Labour MPs Liam Byrne and Barry Gardiner have attended, along with the SNP’s Chris Law and Lib Dem Pippa Heyling.

Yet last week a number of senior global figures and environmental experts, including former UN Secretary General Ban-Ki Moon, said the COP process was ‘no longer fit for purpose’.

The MoS can reveal that some of the British officials stayed at the Qafqaz Baku City Hotel, where an executive suite this weekend cost almost £800 a night. Even a standard double room is almost £400.

Meanwhile, online reports last week claimed Baku’s fish markets had run out of caviar, which costs up to £63 an ounce, because of the summit. John Patterson, chairman of the British Chamber of Commerce in Azerbaijan, was yesterday pictured on Instagram tucking into the delicacy at a stand hosted by an Azerbaijan investment firm.

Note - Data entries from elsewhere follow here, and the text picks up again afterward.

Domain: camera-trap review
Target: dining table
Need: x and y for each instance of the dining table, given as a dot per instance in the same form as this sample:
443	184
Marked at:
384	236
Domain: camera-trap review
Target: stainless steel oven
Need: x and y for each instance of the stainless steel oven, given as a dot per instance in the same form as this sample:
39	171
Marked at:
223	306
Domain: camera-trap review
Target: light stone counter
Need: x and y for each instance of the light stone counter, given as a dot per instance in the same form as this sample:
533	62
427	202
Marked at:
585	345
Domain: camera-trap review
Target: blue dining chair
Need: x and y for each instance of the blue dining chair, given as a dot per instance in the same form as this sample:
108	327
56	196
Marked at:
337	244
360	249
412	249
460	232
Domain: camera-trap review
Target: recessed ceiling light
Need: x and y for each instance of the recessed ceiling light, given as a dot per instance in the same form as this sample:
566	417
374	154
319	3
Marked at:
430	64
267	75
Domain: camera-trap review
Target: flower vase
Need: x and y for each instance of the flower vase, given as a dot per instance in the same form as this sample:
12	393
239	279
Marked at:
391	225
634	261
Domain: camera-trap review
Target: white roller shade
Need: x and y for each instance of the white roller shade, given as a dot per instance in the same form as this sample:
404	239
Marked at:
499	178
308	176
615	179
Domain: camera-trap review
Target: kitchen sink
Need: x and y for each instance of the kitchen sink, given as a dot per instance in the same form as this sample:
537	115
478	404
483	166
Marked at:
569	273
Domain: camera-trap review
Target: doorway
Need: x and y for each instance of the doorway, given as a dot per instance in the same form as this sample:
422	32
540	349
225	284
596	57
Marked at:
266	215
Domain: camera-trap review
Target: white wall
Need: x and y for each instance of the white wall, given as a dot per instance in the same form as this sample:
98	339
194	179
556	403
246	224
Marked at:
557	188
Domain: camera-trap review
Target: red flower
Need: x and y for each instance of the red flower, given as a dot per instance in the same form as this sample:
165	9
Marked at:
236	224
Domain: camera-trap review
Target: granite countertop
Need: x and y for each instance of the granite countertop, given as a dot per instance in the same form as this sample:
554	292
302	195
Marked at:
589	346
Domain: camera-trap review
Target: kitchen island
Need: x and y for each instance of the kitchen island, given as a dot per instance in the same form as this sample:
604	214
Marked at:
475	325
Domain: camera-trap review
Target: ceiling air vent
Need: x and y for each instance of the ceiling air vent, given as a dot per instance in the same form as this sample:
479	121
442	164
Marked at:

A total of 66,778 delegates are expected in Baku, a huge jump on the 16,000 who travelled to Bonn, Germany, for COP23 in 2017.

This year’s talks, which are due to finish next Sunday, started with controversy when Azerbaijan’s president, Ilham Aliyev, declared fossil fuels ‘a gift from God’. And the country’s deputy energy minister was secretly filmed promoting oil and gas deals on the sidelines.

Data from flight tracking website FlightRadar24 revealed that 65 private jets landed in Baku in the days before the summit kicked off – more than twice as many as in the same week last year.

A UK Government spokesperson said last night: ‘Through our mission to become a clean energy superpower, we will protect bill payers and boost the UK’s energy independence.

‘It is in Britain’s national interest to attend these summits. Any carbon footprint is dwarfed by the carbon prize of delivering our agenda.’